Chciała rozwodu. Zagroził, że zabije niemowle i teściową

Chciała rozwodu. Zagroził, że zabije niemowle i teściową

Dodano:   /  Zmieniono: 
Groził rodzinie, że wszystkich zabije (fot. sxc.hu) Źródło: FreeImages.com
W ręce policjantów wpadł 33-letni Piotr M., który zabarykadował się w mieszkaniu z teściową i 7-miesięcznym dzieckiem. Wcześniej groził, że zabije siebie i całą rodzinę. A wszystko dlatego, że dowiedział się o... planowanym przez małżonkę rozwodzie. Usłyszał zarzut kierowania gróźb karalnych, dziś sąd rozpatrzy wniosek o zastosowanie tymczasowego aresztowania wobec podejrzanego.
Policjanci zostali wezwani przez roztrzęsioną kobietę, której mąż zabarykadował się w mieszkaniu z jej matką i 7-miesięcznym synkiem. 33-letni Piotr M. chwilę później był już zatrzymany.
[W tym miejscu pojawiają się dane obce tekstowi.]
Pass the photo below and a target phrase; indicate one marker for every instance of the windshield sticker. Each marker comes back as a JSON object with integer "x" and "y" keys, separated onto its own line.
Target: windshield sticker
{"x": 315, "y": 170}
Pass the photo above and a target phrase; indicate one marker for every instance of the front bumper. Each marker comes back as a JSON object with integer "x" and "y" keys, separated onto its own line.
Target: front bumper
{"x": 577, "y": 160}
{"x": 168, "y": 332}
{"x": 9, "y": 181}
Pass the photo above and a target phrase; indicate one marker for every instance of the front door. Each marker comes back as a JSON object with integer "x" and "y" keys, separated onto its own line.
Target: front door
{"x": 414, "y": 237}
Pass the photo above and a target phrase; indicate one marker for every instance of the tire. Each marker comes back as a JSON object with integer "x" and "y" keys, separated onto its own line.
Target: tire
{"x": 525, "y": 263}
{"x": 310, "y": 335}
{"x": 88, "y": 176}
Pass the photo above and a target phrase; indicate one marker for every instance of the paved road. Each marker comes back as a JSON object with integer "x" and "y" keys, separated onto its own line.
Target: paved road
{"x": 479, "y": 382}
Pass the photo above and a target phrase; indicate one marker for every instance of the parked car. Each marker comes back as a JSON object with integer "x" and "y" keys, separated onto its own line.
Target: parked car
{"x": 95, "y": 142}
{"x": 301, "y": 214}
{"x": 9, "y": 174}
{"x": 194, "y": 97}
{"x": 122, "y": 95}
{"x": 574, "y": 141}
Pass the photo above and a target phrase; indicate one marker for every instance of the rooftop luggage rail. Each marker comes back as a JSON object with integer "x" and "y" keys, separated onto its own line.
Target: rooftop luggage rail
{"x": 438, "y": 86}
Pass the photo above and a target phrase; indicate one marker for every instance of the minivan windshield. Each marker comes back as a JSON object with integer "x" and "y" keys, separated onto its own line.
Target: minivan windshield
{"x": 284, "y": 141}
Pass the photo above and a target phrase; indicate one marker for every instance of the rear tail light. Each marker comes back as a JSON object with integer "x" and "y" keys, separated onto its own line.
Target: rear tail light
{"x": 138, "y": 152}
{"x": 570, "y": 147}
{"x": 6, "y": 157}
Z relacji pokrzywdzonej wynikało, że mąż od jakiegoś czasu zachowywał się agresywnie, wulgarnie, zdarzało się, że podnosił rękę zarówno na nią, jak i na jej matkę. Od momentu, kiedy dowiedział się, że żona chce od niego odejść i chce się rozwieść jego negatywne zachowania znacznie się nasiliły. Mężczyzna zaczął grozić małżonce i teściowej pozbawieniem życia, a wszystko dlatego, że rzekomo "kocha żonę" i ta "może być tylko z nim", a jeśli nie z nim, to zdaniem mężczyzny "nie będzie z nikim innym".

Pokrzywdzona i jej matka realnie obawiały się, że 33-latek może spełnić swoje groźby, obawiały się przede wszystkim o życie i zdrowie dzieci: 2,5 letniej dziewczynki i 7-miesięcznego chłopca. W wydziale dochodzeniowo-śledczym policjanci bardzo dokładnie przesłuchali świadków i zgromadzili szeroki materiał dowodowy. Na tej podstawie mężczyzna usłyszał zarzut gróźb karalnych kierowanych pod adresem żony i teściowej. Decyzją prokuratury dziś będzie doprowadzony do sądu, gdzie zostanie rozpatrzony wniosek o zastosowanie tymczasowego aresztowania wobec podejrzanego.